From living in halls last year, I moved back home, as I am only a short distance away from Manchester so it is easy enough for me to commute having an adapted Motability car. Another reason for me living at home is that a major challenge is coming up in my life next year! In January I am moving to Rotterdam in the Netherlands to study abroad as part of my degree, I could not be more excited to move over there and the university over there has been great in reassuring me that all the relevant support will be put in place. Surprisingly they told me I would be the first disabled exchange student they had ever received which I think makes them more anxious to get things right. I am not complaining! A member of staff is even going around the campus in a wheelchair to note down all the things they have difficulty with before my arrival. This will be a new chapter in my life and bring a whole new meaning to ‘independence’ but I am more than ready to take it on!
Recently, I have changed Physio from private back to NHS funded again. I’m sure I’m not alone in this, me and physio have a love hate relationship and even though it’s a necessary part of having CP we all know that as young people we have more interesting things we would rather be doing that boring exercises! From moving into adult services, I did have a short break as I found it difficult to adapt to making my own appointments and committing to getting there by myself after so many years of having those things done for me. But now that I have begun to understand my body and the dodgy things it does a lot more and I made the decision to get back into it! At first under a private physio, it was great but to be honest paying £35 every two weeks for a student was becoming a bit pricy! My doctor couldn’t have been anymore efficient in referring me to a local NHS funded physio that is going brilliantly. He is keen to give me an intense program before I swan off for 6 months!

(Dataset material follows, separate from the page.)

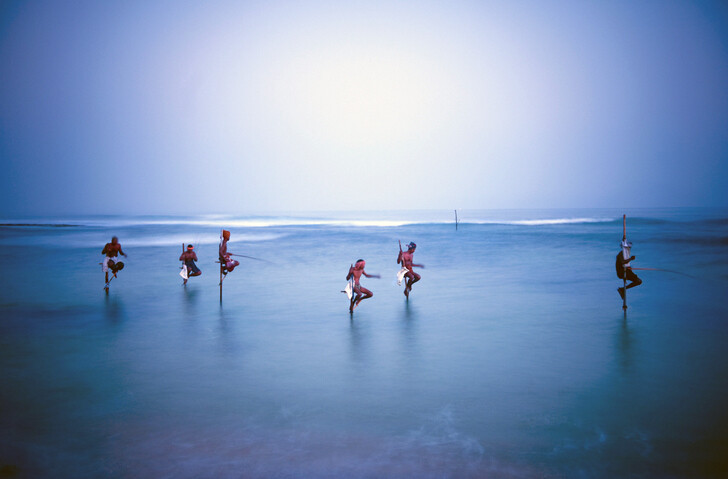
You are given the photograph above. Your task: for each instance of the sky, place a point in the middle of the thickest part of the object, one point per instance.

I tweeted a couple of days ago about my new splints that I had made, they are surprisingly comfortable considering I haven’t broke them in much… More importantly, they are BLACK! Which means they match with my leggings and jeans and don’t stand out as much as the horrific white ones I have been given my entire life! They simply look like knee high boots[Symbol] it does baffle me how no one told me I could get black splints before, but this is all part of growing older with CP and being aware of making your own decisions without your parents and knowing the different options that are available to you. I’ve found recently that I am the one asking questions now, even to the point where my Physio felt like he was in a exam during my last session!
I just wanted to put this out there as I am not sure if this is something other people with CP experience, but now that winter is approaching and its getting colder my circulation is becoming terrible! My legs and feet are freezing constantly, I feel like an old woman with the amount of thermal pieces of clothing and heat generating appliances I have! None seem to do the trick completely, but maybe it is down to the lack of flexibility I have, especially in my right foot. (sorry for the boring topic!)
I am going to finish by saying thank you to Ellie for giving me the opportunity to write this blog!